1.はじめに
経済産業省では行政のデジタル・トランスフォーメーション(DX)を掲げ、2017年から取組を進めてきた。先日の2019年5月23日に国会でデジタル手続法が成立したが、次世代のデジタルインフラを整備するためには、行政の組織のあり方やサービス開発の仕方自体を変えていかなければならない。これは縦割りの行政組織やユーザー視点の欠けた公務員の姿勢自体を変革することでもある。我々もまだデジタル化に向けた第1歩を踏み出したところではあるが、これまでの取組で得られた学びや、課題などについて共有したい。

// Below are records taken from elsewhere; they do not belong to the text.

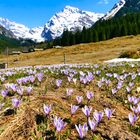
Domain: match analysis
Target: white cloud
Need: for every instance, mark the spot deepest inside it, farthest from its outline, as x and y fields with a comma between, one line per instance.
x=103, y=2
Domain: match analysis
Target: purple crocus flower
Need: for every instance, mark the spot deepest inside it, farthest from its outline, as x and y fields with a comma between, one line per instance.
x=59, y=123
x=128, y=89
x=74, y=80
x=58, y=82
x=20, y=91
x=89, y=95
x=87, y=110
x=29, y=90
x=108, y=112
x=69, y=79
x=4, y=93
x=82, y=130
x=120, y=84
x=69, y=91
x=79, y=99
x=98, y=116
x=13, y=87
x=15, y=102
x=92, y=124
x=74, y=109
x=132, y=119
x=135, y=100
x=1, y=106
x=114, y=90
x=32, y=78
x=39, y=76
x=100, y=84
x=130, y=99
x=47, y=109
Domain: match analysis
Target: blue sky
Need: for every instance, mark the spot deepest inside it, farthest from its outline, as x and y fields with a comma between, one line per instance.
x=34, y=13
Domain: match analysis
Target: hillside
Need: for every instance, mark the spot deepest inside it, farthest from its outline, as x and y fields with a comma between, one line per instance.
x=82, y=53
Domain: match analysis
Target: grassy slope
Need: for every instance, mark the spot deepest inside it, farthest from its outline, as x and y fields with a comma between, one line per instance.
x=82, y=53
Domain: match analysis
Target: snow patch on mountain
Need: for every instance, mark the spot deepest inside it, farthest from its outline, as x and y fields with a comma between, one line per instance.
x=21, y=31
x=71, y=19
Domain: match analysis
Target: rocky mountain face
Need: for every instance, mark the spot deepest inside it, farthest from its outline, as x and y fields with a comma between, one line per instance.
x=70, y=19
x=21, y=31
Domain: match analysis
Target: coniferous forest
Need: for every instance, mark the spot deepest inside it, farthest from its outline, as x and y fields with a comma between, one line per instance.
x=102, y=30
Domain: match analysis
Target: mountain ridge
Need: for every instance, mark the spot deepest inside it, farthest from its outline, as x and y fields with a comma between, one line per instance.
x=76, y=18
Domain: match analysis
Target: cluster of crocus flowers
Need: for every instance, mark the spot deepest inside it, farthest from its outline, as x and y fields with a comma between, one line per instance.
x=82, y=130
x=15, y=102
x=132, y=118
x=58, y=82
x=79, y=99
x=69, y=91
x=47, y=109
x=59, y=124
x=87, y=110
x=73, y=109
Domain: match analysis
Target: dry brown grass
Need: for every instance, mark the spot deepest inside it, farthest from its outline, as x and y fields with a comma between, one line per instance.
x=82, y=53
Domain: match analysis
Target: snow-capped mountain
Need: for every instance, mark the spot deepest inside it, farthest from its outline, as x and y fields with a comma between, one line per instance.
x=21, y=31
x=70, y=18
x=114, y=10
x=6, y=32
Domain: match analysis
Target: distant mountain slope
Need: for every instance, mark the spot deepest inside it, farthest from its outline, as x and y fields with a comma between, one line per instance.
x=71, y=19
x=5, y=32
x=21, y=31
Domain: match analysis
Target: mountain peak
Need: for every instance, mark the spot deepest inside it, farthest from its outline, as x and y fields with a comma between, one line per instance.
x=71, y=8
x=71, y=19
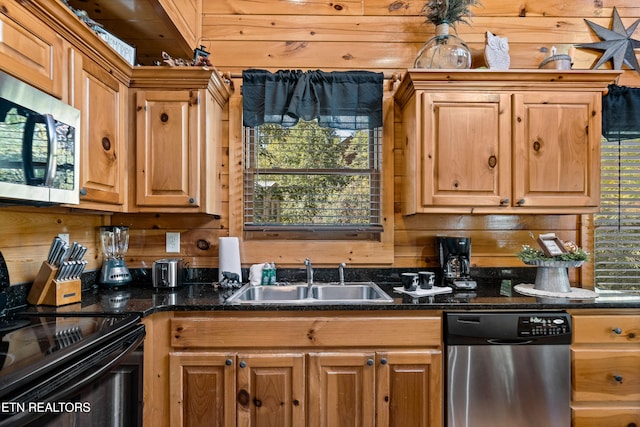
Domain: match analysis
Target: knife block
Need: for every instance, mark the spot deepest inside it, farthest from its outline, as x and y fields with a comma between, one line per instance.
x=46, y=290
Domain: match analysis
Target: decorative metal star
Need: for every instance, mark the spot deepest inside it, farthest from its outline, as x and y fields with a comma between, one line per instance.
x=616, y=43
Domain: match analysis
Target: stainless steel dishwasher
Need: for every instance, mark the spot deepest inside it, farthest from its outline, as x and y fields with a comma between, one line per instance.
x=508, y=369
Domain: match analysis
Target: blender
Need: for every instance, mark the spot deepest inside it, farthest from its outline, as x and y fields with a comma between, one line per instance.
x=115, y=242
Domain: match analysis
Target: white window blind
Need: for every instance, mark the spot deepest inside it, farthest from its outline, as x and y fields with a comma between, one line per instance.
x=307, y=177
x=617, y=226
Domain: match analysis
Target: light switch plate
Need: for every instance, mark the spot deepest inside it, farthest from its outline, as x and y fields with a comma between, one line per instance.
x=173, y=242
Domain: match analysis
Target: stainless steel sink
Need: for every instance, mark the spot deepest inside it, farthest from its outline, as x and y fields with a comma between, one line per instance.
x=320, y=293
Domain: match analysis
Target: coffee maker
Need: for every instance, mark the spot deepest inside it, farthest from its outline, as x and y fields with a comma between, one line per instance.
x=455, y=254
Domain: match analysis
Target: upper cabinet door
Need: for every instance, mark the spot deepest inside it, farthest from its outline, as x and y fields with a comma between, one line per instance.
x=102, y=100
x=556, y=149
x=466, y=149
x=30, y=49
x=168, y=160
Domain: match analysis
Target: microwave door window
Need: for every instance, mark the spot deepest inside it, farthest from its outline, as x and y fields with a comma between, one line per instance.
x=12, y=127
x=39, y=150
x=65, y=159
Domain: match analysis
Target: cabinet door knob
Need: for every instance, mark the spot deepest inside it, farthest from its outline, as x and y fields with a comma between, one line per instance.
x=493, y=161
x=536, y=145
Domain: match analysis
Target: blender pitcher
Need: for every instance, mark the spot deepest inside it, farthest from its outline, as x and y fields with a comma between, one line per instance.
x=115, y=242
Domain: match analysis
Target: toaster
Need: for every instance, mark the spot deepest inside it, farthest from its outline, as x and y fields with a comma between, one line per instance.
x=167, y=273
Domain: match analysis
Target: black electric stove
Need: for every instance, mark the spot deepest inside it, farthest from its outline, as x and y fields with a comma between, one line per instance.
x=46, y=359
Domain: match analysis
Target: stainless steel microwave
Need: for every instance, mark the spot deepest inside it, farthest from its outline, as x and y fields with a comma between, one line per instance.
x=39, y=146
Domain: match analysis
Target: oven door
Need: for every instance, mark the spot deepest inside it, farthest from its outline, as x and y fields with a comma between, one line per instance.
x=98, y=383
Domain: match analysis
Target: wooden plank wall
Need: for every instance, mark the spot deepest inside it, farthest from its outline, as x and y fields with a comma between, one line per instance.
x=378, y=35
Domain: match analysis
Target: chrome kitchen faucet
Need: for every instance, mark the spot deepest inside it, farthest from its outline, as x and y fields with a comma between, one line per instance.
x=307, y=262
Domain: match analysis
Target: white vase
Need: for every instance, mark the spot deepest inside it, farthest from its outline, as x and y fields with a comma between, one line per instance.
x=444, y=51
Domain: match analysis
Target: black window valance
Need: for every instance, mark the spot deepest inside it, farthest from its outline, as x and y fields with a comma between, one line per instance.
x=340, y=100
x=621, y=113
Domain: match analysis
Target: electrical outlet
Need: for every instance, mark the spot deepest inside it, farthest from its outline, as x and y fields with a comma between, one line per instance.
x=173, y=242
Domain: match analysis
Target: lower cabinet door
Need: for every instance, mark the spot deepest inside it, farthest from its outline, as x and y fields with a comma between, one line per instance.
x=409, y=388
x=341, y=389
x=202, y=389
x=270, y=390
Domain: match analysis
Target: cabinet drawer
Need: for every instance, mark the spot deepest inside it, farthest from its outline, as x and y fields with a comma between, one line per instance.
x=305, y=332
x=606, y=375
x=606, y=329
x=610, y=416
x=30, y=50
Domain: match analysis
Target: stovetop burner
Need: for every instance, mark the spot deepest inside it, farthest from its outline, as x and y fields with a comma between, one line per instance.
x=8, y=325
x=28, y=339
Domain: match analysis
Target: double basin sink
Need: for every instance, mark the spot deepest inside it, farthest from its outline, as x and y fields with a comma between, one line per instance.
x=317, y=293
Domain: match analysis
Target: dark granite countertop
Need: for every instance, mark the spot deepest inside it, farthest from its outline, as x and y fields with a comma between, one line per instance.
x=146, y=300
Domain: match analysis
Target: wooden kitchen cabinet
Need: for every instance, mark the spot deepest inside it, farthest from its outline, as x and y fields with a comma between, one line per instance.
x=102, y=100
x=237, y=389
x=501, y=142
x=31, y=50
x=296, y=370
x=382, y=388
x=178, y=133
x=606, y=370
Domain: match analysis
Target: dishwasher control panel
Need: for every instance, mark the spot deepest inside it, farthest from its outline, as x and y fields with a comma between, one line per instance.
x=543, y=325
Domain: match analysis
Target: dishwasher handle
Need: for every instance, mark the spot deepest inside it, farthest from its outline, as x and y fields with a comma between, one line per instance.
x=509, y=342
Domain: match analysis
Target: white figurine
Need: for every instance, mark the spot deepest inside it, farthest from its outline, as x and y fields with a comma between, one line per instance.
x=496, y=52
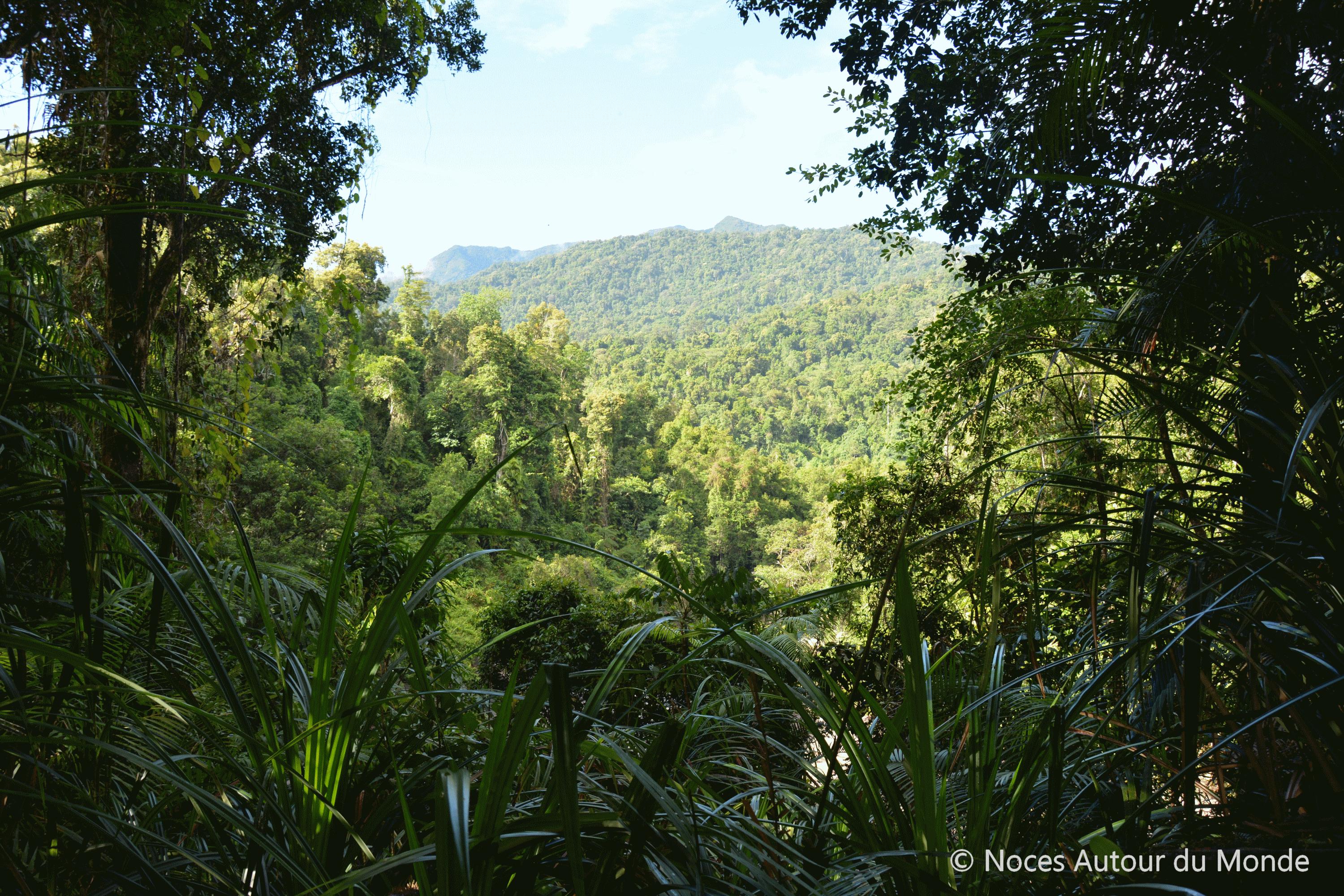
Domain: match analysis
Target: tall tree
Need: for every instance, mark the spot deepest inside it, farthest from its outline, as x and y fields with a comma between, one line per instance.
x=202, y=132
x=1069, y=136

2.経済産業省で目指すもの~ユーザーの利便性向上と職員の生産性向上~
筆者は現職に就く前にシンガポール、アメリカに留学していたが、海外の政府では行政デジタル化の取組が大きく進んでいることを目の当たりにした。シンガポールでは国を挙げたスマート・ネーション・イニシアティブが掲げられており、首相府の直下にGovTechという行政デジタルサービスの独立組織が設置されている。彼らは政府全体のデジタルアーキテクチャーの整備や、行政サービスをエンジニア、デザイナー、プロダクトマネージャーなどで構成される内製化チームを抱えてアジャイルに開発を進めるなど凄まじい勢いで行政のITサービス化を進めている。